Colin Bedell is a non fiction writing and journalism major at the New School, in New York. a fashion model, and member of the Model Alliance.
There are few things I look forward to more in the calendar year than New York City’s Pride Parade. Anderson Cooper said it best, “….being gay is certainly one of the greatest blessings.” Growing up, noticing I definitely wasn’t heterosexual, I didn’t always agree with Mr. Cooper’s sentiments, until I visited Cherry Grove for the very first time in 2005.
I had just turned 16, and the minute I stepped on the Cherry Grove dock, I could literally feel a sort of kinetic pulse and energy emanating from the community, but I couldn’t identify a source. All I knew was that I was mesmerized. Everywhere I looked, I saw joy. I saw gratitude. I saw positivity. Seeing the smiling faces of the community I belonged to, I realized being gay was a blessing. A few weeks later, I came out to my family. Fortunately, I was born into a loving, unwaveringly supportive, and encouraging family who stood by me unconditionally while I took the first step towards realizing my authenticity.
3 years later, my Twin Sister and Mother accompanied me to the Pride Parade. Until then, they had absolutely no direct exposure to the greater LGBT community. When we found an open spot on 23rd and 5th Ave, the parade had just begun. The seemingly never-ending display of rainbow balloons, rainbow flags, sequined covered purple peace signs, intricate costume designs, celebratory music, grand floats, and larger than life regalia were reflected on the eyes of the two most important women in my life. At the Pride Parade, they felt the same energy I felt on Cherry Grove. I watched their spirits soar. My Mom kept closing her eyes with a smile on her face and inhaling deeply. I saw the contagious energy take hold of them. Every self-imposed restriction on their self-expression shattered.

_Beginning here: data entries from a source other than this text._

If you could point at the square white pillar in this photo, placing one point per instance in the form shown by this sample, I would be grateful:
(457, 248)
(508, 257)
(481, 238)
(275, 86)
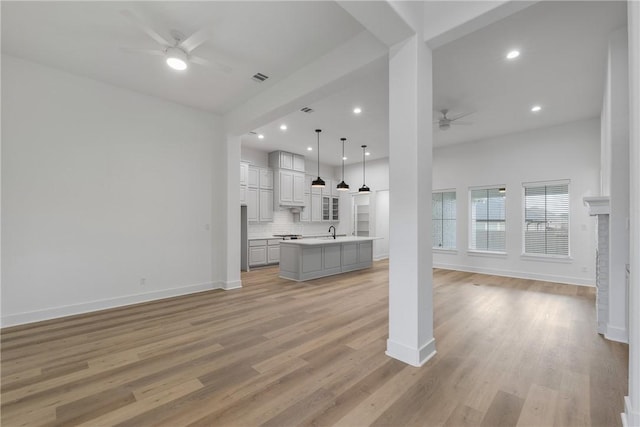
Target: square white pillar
(631, 416)
(410, 156)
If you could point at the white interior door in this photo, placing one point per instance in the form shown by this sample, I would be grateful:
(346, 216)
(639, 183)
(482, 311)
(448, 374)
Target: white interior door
(381, 246)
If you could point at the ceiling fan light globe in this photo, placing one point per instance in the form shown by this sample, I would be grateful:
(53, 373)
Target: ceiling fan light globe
(176, 59)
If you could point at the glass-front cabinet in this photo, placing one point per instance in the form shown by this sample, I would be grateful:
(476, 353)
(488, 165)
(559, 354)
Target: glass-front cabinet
(361, 215)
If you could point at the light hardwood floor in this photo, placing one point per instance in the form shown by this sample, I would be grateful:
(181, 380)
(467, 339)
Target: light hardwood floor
(280, 353)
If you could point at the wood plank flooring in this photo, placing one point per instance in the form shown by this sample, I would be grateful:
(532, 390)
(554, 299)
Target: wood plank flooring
(511, 352)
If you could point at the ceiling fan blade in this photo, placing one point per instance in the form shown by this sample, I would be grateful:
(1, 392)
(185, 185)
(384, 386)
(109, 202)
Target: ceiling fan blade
(146, 27)
(156, 52)
(215, 64)
(459, 116)
(195, 39)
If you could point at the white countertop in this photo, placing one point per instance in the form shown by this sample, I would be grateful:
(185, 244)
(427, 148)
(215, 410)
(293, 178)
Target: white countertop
(328, 240)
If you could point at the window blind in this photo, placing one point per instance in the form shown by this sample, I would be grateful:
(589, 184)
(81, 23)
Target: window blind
(488, 224)
(443, 219)
(546, 219)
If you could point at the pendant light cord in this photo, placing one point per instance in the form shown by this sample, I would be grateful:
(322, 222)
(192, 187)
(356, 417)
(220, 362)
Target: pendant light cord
(343, 159)
(318, 133)
(363, 180)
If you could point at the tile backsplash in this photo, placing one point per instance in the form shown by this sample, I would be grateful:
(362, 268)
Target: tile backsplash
(283, 223)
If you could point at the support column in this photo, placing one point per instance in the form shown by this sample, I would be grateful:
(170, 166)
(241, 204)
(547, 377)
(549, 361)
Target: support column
(410, 155)
(230, 258)
(631, 416)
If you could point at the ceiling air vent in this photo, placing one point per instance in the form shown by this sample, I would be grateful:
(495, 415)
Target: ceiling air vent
(259, 77)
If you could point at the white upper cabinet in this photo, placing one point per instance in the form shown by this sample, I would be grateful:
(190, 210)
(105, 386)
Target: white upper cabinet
(298, 188)
(298, 163)
(266, 179)
(253, 177)
(266, 205)
(286, 160)
(286, 187)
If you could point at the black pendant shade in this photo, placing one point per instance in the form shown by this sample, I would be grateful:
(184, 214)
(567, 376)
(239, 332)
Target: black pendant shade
(318, 182)
(364, 189)
(343, 186)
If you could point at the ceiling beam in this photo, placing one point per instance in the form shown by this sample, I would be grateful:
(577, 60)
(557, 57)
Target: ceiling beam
(315, 81)
(381, 19)
(446, 21)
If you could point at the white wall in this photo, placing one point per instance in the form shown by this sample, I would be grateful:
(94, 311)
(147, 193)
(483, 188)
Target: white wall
(615, 178)
(101, 187)
(570, 151)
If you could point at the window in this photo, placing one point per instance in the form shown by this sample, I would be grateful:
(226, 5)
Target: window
(443, 219)
(546, 219)
(487, 220)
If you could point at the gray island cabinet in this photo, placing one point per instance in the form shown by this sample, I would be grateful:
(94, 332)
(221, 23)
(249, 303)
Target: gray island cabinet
(306, 259)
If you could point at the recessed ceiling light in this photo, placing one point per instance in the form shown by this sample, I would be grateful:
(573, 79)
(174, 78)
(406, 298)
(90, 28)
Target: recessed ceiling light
(513, 54)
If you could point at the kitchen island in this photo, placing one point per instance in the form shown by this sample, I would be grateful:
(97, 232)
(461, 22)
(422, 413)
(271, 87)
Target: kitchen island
(306, 259)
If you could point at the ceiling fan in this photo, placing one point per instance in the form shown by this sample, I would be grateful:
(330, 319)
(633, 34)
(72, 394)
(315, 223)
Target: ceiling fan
(178, 51)
(445, 122)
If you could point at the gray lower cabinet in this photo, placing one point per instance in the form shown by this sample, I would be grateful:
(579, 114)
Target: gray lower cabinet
(264, 252)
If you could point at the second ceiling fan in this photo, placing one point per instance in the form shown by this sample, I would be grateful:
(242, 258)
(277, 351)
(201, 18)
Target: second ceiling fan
(445, 122)
(178, 51)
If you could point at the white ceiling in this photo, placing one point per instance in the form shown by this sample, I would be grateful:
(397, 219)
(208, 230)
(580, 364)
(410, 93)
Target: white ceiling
(86, 37)
(562, 65)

That night, on the train ride home, my Mother helped me understand the energy that I was grappling to comprehend since my first visit to Cherry Grove years before. She said, with tears in her eyes of course, “You know what, Col? I have never in my entire life felt so surrounded by love than today…” It all made sense. The source that I felt on Fire Island, and the Pride Parade, were the most powerful manifestations of love I had ever experienced, and they both began with the LGBT community. At the Pride Parade, love comforted my Mother, love brought even more realization to, “…being gay is a blessing”, and, in my experiences, the Pride Parade has always been my go to symbol of love. Marching in the Pride Parade is now a tradition in my family. Each year, surrounded by love, with countless New York City residents, we march together in pride celebrating: the love among the LGBT community, our wonderful allies, the love we have for each other, the courage to pursue love, and all the blessings of love my family’s found by sharing the same last name. And, at the end of the parade, year after year, with my family by my side, I remember that there is nothing more worthy of celebrating than life’s greatest blessing…love.